Kiss kiss bang Bangkok

Il candidato al premio Oscar per Half Nelson (2006), infatti, concede qui anima e corpo al giovane Julian, membro di una potente famiglia criminale impegnato a gestire un club di pugilato in Thailandia come copertura per il traffico di droga e il cui fratello maggiore Billy alias Tom"The libertine"Burke uccide brutalmente una prostituta, spingendo le autorità a rivolgersi a un poliziotto in pensione: Chang, con le fattezze del Vithaya Pansringarm di Una notte da leoni 2 (2011), che opera basandosi su un'idea di giustizia molto personale basata sulla morte quale punizione.

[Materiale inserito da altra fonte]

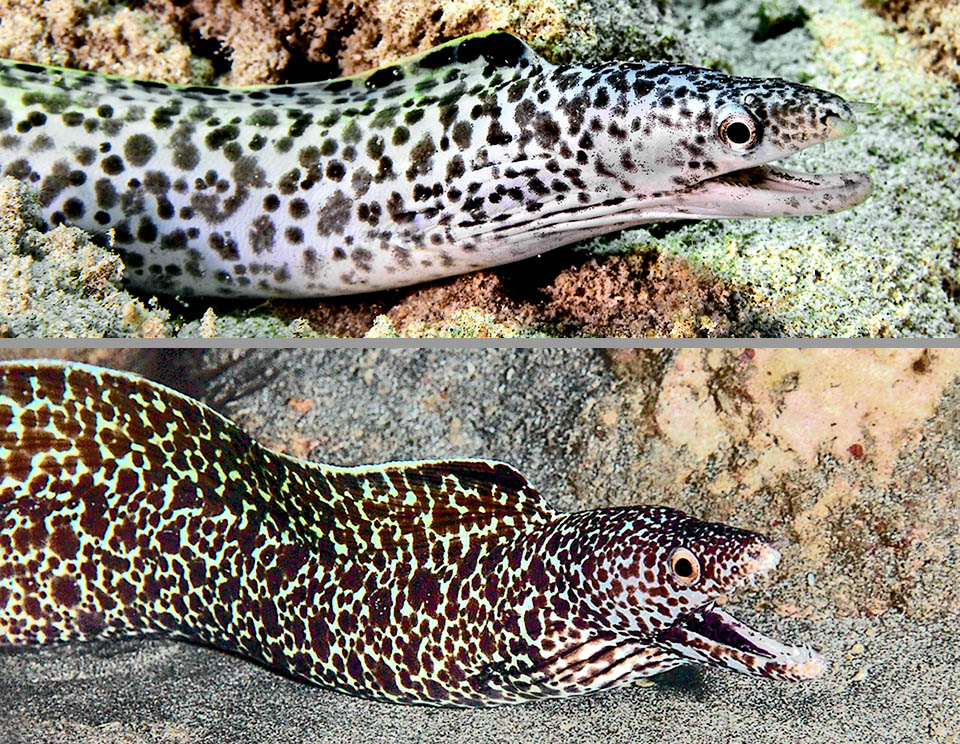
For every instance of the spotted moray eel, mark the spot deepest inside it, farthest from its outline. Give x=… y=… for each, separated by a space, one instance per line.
x=476 y=153
x=129 y=509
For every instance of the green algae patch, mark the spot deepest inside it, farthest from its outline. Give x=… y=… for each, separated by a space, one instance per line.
x=256 y=323
x=463 y=323
x=60 y=283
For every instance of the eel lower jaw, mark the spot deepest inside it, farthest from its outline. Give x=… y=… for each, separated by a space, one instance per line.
x=710 y=635
x=766 y=191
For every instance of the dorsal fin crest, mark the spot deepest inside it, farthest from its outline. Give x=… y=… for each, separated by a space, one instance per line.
x=480 y=50
x=54 y=413
x=410 y=506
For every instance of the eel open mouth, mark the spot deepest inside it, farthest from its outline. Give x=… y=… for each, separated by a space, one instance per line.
x=766 y=191
x=709 y=635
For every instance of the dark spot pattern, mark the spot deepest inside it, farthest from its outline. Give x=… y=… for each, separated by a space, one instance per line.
x=471 y=154
x=137 y=510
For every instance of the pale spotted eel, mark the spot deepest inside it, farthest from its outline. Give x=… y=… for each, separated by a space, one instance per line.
x=476 y=153
x=128 y=509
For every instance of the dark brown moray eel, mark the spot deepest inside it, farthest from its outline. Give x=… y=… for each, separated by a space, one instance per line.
x=128 y=509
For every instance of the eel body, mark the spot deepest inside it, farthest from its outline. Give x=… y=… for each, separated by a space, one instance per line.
x=476 y=153
x=129 y=509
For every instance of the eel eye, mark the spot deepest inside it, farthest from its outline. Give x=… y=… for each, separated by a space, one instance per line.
x=685 y=566
x=738 y=129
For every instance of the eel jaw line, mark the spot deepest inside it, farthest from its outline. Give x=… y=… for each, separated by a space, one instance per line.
x=710 y=635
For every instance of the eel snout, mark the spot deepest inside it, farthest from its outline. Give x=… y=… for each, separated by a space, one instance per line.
x=711 y=635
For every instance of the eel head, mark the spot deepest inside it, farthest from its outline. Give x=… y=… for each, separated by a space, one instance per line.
x=667 y=576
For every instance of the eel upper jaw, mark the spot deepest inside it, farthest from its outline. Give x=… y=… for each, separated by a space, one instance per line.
x=766 y=191
x=710 y=635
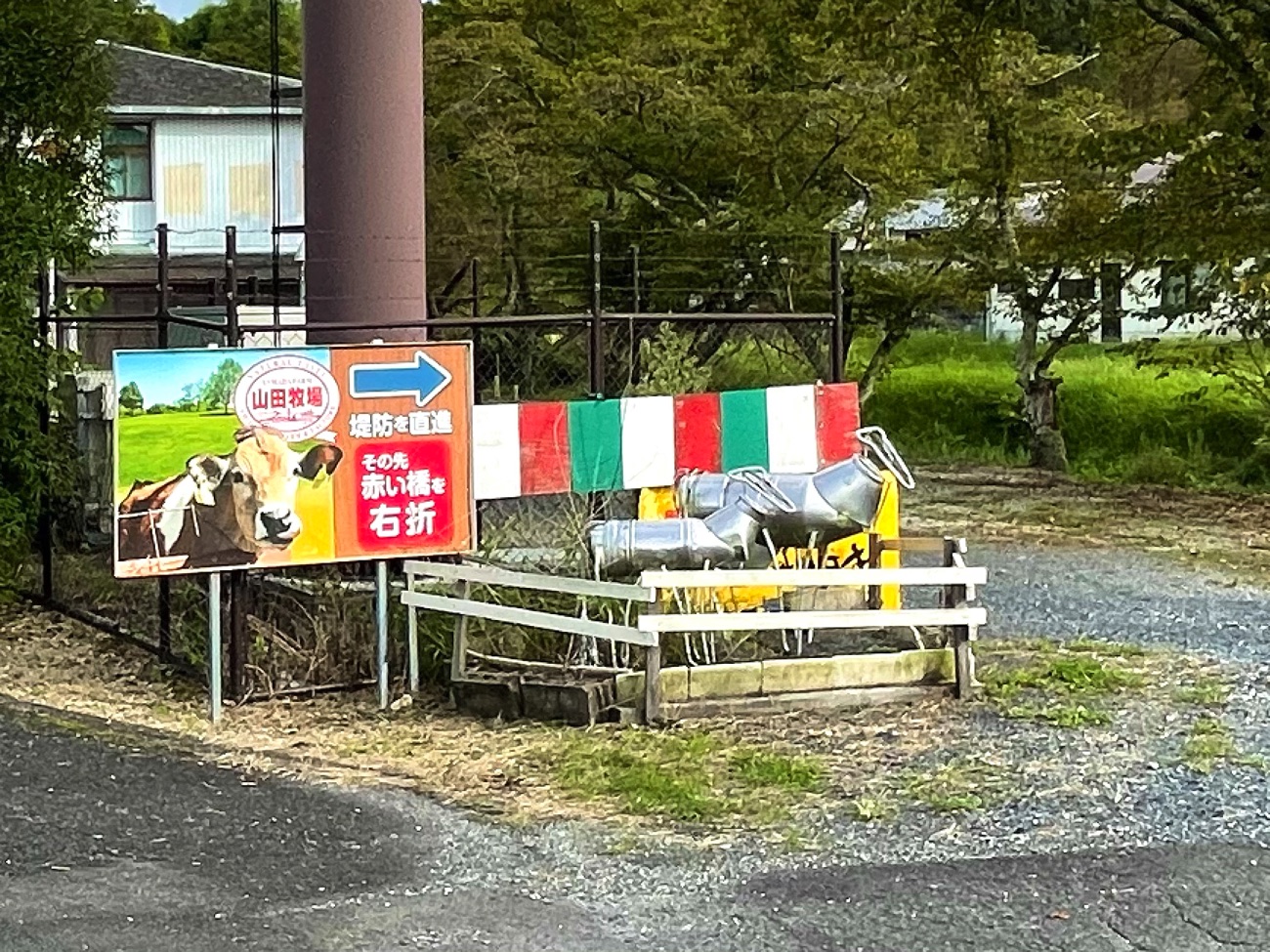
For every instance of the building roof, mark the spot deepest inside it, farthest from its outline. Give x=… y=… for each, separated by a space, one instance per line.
x=147 y=80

Ma, intenzionata a recuperare il corpo del figlio, approda a Bangkok Crystal, madre di Julian e Billy interpretata dalla Kristin Scott Thomas de La chiave di Sara (2010), nonché capo di una potente organizzazione criminale, la quale, addolorata e furiosa, ha l'unico obiettivo di progettare e consumare una spietata vendetta nei confronti di coloro che si sono macchiati del sangue del suo primogenito.

Il ritorno del Refn

E, considerando la grande passione per il cinema di genere italiano mai tenuta nascosta dall'autore di Bronson (2008), chissà se il titolo dell'operazione intenda apparire quale omaggio all'arcinoto Dio perdona... io no! (1967) di Giuseppe Colizzi, western con protagonisti i mitici dal pugno facile Bud Spencer e Terence Hill.

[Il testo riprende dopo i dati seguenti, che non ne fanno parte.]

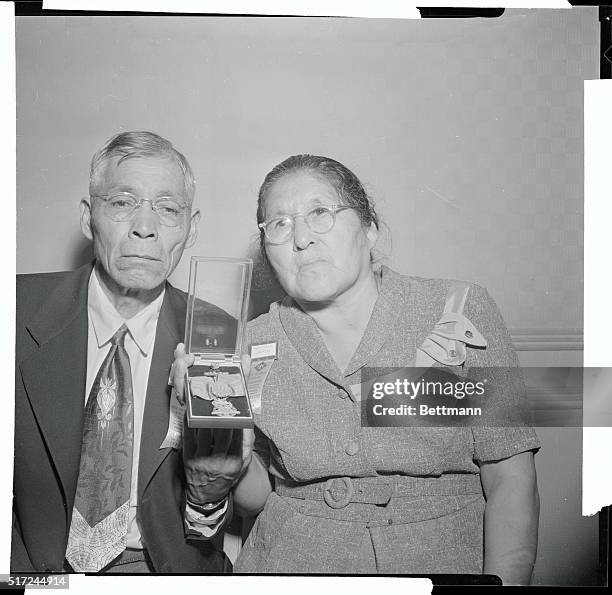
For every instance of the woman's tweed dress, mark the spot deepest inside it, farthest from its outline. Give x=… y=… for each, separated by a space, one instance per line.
x=417 y=505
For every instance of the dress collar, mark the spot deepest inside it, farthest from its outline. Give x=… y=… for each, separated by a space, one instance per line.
x=306 y=338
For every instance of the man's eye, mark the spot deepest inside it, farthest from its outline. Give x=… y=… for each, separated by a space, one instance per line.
x=168 y=208
x=280 y=224
x=319 y=212
x=121 y=202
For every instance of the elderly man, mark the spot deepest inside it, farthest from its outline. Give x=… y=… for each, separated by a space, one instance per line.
x=94 y=490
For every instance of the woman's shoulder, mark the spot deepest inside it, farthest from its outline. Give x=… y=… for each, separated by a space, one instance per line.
x=436 y=289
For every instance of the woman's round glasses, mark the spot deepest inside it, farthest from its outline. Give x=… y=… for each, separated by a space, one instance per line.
x=321 y=219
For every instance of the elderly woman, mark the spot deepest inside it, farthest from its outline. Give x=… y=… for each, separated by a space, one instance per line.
x=336 y=497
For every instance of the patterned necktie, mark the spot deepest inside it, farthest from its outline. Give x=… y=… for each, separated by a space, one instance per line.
x=100 y=515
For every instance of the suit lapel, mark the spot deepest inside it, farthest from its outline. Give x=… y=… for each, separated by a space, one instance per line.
x=54 y=375
x=169 y=332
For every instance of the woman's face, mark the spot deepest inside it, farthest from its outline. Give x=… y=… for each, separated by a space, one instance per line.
x=314 y=267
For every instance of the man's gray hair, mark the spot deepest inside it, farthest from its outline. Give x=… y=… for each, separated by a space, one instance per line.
x=139 y=143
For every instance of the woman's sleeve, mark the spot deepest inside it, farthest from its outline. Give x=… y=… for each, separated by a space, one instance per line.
x=504 y=429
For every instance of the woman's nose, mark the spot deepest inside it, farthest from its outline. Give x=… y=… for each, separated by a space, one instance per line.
x=302 y=234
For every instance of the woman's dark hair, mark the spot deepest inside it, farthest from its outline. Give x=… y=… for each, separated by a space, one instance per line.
x=346 y=183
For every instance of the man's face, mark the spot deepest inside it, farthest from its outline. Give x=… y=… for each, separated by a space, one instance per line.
x=138 y=254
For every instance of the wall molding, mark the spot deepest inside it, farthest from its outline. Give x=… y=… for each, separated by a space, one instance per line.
x=533 y=339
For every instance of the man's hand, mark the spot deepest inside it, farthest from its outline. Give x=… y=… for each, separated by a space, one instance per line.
x=214 y=459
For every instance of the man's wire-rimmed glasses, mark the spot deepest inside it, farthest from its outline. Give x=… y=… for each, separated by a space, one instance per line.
x=320 y=219
x=121 y=206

Non sarebbe da escludere, se pensiamo non solo che la vicenda raccontata appare quasi come un western trasferito in tempi moderni, ma anche che essa è dedicata al cileno Alejandro Jodorowsky, cineasta che, a modo suo, ha rivisitato lo stesso genere tramite lungometraggi surreal-filosofeggianti come El topo (1970).
Del resto, mentre la succitata, precedente fatica refniana guardava in maniera evidente agli anni Ottanta metropolitani di Walter Hill e William Friedkin, in questo caso il principale punto di riferimento sembra essere il violentissimo, sporco e cattivo decennio precedente; sebbene non risulti assente neppure una certa influenza dal cinema di Takeshi Kitano e da quello di Akira Kurosawa, fonte d'ispirazione proprio per Sergio Leone e seguaci.

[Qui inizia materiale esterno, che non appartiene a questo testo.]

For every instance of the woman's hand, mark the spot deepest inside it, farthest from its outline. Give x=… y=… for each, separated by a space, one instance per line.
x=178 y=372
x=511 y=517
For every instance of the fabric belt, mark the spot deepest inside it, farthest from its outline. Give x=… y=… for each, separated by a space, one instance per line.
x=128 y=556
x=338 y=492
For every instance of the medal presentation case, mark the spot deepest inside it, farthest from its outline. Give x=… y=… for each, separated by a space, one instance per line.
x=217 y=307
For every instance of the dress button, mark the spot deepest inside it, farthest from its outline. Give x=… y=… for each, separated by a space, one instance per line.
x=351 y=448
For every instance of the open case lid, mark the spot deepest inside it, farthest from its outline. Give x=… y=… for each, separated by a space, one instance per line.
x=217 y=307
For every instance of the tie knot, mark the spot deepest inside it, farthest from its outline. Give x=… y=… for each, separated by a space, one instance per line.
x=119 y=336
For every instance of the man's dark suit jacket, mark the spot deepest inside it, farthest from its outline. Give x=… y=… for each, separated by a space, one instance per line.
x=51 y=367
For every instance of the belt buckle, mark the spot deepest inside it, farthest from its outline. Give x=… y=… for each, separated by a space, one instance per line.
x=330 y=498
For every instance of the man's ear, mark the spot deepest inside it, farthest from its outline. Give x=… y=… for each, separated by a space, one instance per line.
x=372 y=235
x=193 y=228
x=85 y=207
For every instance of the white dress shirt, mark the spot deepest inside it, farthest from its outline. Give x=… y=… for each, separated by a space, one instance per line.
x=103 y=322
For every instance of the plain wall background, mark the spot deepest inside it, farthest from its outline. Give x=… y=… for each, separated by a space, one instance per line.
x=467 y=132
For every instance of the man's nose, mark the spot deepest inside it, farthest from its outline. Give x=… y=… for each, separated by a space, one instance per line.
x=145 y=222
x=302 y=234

Ma, tra un'impressionante sequenza di accecamento e il necessario spazio concesso allo splatter, c'è tempo anche per un esilarante dialogo tarantiniano a cena tra Julian, sua madre e la giovane prostituta Mai alias Rhatha Phongam nel corso dei circa novanta minuti di visione che, immersi nella splendida fotografia di Larry Smith, privilegiano in particolar modo - e in maniera affascinante - il colore rosso.
Circa novanta minuti di visione costruiti su lentissimi ritmi di narrazione, ma capaci di coinvolgere e di non rendere affatto soporifero l'insieme; tanto che il regista, complici le bellissime immagini che - impreziosite da inquadrature geometricamente perfette e dal buon uso della colonna sonora - finiscono per parlare più delle parole, si conferma una volta per tutte tra i maggiormente dotati d'inizio XXI secolo.

Solo Dio Perdona - Only God Forgives “Potrei dire che Solo Dio perdona è come una sintesi di tutti i film che ho realizzato finora. Credo che mi stessi dirigendo proprio verso questa collisione creativa, a grande velocità, per poter cambiare tutto ciò che mi circonda e vedere ciò che sarebbe emerso. Ho sempre pensato che avrei realizzato film sulle donne e invece ho finito per fare film su uomini violenti. Adesso c’è stata questa collisione, può succedere che tutto intorno a me si capovolga. Questo fenomeno è avvenuto perché tutto ciò che mi circonda è diventato instabile ed insicuro. Ma non bisogna dimenticare che il secondo nemico della creatività, dopo aver ‘buon gusto’, è il sentirsi al sicuro”. Il danese Nicolas Winding Refn sintetizza così la sua seconda fatica interpretata da Ryan Gosling, già al suo servizio nell’acclamato Drive (2011). I fan delle scorribande automobilistiche metropolitane e dell’azione potrebbero in questo caso storcere il naso, ma, forte anche di un cast in stato di grazia, Solo Dio perdona fa dei suoi lenti ritmi di narrazione strumento efficace per poter scoprire passo dopo passo una violenta vicenda di vendetta perfettamente orchestrata... come quando un maestro di musica opera dinanzi a uno spartito del tutto privo di note fuori posto.